In this article, we'll look at what those differences are, and how you can write code that works with either library — whether you're building an application or distributing a reusable library.

Why two libraries?

PyQt5 and PySide2 both wrap the same C++ Qt library, so the widgets, layouts, signals, and other Qt concepts work the same way in both. The split comes down to licensing and history. PyQt5 is developed by Riverbank Computing and is available under the GPL or a commercial license. PySide2 is the official Qt for Python project, available under the LGPL.

For most developers, the practical differences between the two are small. The APIs are nearly identical. But "nearly" is the operative word — there are a few spots where they diverge.

The main differences

Let's walk through the areas where PyQt5 and PySide2 differ, and how to handle each one.

Signals and Slots

This is the most visible difference. In PySide2, custom signals and slots are defined using Signal and Slot from PySide2.QtCore. In PyQt5, the equivalents are called pyqtSignal and pyqtSlot.

PySide2:

python
from PySide2.QtCore import Signal, Slot

PyQt5:

python
from PyQt5.QtCore import pyqtSignal as Signal, pyqtSlot as Slot

By aliasing pyqtSignal to Signal and pyqtSlot to Slot at import time, you can use the same names throughout your code regardless of which library you're using.

uic and loading .ui files

If you use Qt Designer to build your interfaces, you'll work with .ui files.
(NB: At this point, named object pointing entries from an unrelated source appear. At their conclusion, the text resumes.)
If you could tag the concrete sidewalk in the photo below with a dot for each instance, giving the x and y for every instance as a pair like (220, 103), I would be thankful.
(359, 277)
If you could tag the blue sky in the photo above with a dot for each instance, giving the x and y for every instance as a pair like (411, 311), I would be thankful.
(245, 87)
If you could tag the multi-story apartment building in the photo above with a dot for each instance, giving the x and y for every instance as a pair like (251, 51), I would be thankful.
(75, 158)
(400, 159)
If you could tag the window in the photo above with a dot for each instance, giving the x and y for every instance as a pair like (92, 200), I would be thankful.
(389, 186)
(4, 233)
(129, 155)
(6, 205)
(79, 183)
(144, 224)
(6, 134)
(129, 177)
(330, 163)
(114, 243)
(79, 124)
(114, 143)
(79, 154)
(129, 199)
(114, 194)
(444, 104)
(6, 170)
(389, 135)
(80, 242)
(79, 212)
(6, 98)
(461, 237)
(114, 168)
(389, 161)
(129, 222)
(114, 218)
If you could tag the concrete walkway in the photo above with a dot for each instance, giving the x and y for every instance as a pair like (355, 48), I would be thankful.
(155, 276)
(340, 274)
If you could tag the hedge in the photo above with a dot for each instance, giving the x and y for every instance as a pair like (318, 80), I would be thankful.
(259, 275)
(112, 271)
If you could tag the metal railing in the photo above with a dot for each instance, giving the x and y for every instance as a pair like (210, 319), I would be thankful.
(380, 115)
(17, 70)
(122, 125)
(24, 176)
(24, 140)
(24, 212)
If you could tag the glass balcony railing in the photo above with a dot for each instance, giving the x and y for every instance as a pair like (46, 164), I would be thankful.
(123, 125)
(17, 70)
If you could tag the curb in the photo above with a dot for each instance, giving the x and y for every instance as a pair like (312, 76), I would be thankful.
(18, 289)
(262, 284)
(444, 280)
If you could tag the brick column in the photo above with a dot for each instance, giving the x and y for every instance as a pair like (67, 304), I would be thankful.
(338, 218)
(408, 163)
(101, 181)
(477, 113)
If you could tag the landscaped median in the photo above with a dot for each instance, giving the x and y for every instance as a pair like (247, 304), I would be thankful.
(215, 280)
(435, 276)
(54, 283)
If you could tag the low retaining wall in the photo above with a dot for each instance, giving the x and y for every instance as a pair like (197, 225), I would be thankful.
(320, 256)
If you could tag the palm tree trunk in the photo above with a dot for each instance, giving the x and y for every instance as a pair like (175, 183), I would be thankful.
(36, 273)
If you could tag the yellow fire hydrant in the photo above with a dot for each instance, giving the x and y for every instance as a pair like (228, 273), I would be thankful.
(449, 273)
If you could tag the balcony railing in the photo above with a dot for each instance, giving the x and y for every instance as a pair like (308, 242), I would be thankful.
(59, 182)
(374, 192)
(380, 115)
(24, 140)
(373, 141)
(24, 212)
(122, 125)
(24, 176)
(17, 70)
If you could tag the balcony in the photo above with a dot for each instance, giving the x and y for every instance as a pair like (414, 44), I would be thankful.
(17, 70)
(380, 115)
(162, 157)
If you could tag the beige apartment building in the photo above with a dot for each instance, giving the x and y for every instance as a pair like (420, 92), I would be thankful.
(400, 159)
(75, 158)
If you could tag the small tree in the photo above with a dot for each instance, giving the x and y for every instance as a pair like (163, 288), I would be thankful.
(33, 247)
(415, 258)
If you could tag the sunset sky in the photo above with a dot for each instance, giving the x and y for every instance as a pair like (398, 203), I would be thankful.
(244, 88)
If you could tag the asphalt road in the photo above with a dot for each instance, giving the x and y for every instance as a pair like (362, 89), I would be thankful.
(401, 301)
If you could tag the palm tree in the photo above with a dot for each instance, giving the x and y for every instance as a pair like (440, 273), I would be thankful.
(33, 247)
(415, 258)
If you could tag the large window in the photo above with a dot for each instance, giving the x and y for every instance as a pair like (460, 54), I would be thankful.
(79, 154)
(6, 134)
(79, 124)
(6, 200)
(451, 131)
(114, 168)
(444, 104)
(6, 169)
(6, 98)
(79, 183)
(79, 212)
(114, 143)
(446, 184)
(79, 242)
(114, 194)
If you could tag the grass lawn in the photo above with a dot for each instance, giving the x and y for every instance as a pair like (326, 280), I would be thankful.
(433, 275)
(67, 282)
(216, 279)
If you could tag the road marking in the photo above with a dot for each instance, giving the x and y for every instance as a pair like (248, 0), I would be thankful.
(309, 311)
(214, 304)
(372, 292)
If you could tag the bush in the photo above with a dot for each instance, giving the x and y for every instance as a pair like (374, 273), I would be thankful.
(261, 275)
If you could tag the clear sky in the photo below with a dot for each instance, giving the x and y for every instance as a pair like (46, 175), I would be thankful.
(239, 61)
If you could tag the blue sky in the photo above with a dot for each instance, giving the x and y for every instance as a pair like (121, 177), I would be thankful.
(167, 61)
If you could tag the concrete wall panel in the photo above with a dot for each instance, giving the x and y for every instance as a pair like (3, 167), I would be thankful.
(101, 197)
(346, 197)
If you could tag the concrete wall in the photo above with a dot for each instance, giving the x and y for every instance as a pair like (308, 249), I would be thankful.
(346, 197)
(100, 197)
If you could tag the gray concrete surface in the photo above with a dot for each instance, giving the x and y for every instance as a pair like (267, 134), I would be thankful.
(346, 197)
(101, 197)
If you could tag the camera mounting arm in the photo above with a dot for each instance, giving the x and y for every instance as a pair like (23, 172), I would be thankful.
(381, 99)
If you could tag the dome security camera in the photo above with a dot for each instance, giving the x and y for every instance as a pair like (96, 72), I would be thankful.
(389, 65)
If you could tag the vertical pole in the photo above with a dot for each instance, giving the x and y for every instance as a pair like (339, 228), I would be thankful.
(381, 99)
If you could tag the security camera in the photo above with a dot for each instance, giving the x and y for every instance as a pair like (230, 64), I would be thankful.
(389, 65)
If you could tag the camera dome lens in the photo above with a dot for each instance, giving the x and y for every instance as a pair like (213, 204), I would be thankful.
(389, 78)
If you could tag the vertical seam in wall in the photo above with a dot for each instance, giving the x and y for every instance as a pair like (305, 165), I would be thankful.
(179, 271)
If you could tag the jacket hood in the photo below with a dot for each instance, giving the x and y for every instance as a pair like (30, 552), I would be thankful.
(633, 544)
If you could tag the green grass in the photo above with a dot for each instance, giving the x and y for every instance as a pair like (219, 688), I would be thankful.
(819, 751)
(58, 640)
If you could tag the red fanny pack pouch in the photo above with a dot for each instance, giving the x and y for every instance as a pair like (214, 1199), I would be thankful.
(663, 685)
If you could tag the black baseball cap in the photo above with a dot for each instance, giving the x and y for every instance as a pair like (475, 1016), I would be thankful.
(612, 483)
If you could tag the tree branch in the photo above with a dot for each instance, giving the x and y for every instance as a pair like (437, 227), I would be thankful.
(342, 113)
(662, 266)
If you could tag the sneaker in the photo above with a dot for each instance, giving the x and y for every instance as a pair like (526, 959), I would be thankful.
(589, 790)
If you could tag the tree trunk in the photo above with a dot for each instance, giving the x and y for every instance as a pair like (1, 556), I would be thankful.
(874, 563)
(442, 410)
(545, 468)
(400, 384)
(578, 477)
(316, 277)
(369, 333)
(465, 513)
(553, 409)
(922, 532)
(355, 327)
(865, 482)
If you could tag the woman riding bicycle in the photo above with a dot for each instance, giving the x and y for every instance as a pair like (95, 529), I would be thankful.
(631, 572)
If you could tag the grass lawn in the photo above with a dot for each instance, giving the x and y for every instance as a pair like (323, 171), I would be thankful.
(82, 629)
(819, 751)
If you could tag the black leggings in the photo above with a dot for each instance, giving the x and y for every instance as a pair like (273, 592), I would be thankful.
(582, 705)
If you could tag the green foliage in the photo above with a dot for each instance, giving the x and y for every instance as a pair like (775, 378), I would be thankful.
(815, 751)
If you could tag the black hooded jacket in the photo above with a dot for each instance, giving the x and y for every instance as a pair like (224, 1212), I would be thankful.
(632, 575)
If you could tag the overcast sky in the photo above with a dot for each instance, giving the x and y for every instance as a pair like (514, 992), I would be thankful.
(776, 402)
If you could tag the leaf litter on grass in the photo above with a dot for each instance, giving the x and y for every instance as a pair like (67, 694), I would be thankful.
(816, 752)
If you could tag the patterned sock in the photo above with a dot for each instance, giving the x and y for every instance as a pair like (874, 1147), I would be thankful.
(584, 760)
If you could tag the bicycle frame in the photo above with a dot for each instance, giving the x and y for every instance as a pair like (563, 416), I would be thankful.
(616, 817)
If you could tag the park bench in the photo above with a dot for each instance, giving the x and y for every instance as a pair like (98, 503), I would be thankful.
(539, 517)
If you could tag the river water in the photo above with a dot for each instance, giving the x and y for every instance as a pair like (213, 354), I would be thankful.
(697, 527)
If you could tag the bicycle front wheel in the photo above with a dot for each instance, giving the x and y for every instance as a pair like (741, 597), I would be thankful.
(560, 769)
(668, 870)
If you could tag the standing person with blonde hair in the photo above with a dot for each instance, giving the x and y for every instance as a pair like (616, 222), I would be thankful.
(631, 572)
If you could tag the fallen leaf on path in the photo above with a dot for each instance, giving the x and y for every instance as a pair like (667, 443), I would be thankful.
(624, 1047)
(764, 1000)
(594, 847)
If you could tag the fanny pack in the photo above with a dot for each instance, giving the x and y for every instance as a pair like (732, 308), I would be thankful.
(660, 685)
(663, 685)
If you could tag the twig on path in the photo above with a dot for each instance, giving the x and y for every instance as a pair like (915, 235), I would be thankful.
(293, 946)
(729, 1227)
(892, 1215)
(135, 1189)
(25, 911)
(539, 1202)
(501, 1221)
Both libraries can load these, but the mechanism is slightly different.

PyQt5 provides uic.loadUi() which can load a .ui file directly onto a widget:

python
from PyQt5 import uic

class MainWindow(QMainWindow):
    def __init__(self):
        super().__init__()
        uic.loadUi("mainwindow.ui", self)

PySide2 uses QUiLoader, which creates and returns a new widget rather than loading onto an existing one:

python
from PySide2.QtUiTools import QUiLoader

loader = QUiLoader()
window = loader.load("mainwindow.ui")
window.show()

This difference is harder to paper over with a simple alias. If you need to support both, the cleanest approach is to compile your .ui files to Python code ahead of time using pyuic5 (PyQt5) or pyside2-uic (PySide2), and import the resulting module. The generated code will be specific to the library you compiled with, but your own code won't need to call any loader directly.

QApplication.exec() vs QApplication.exec_()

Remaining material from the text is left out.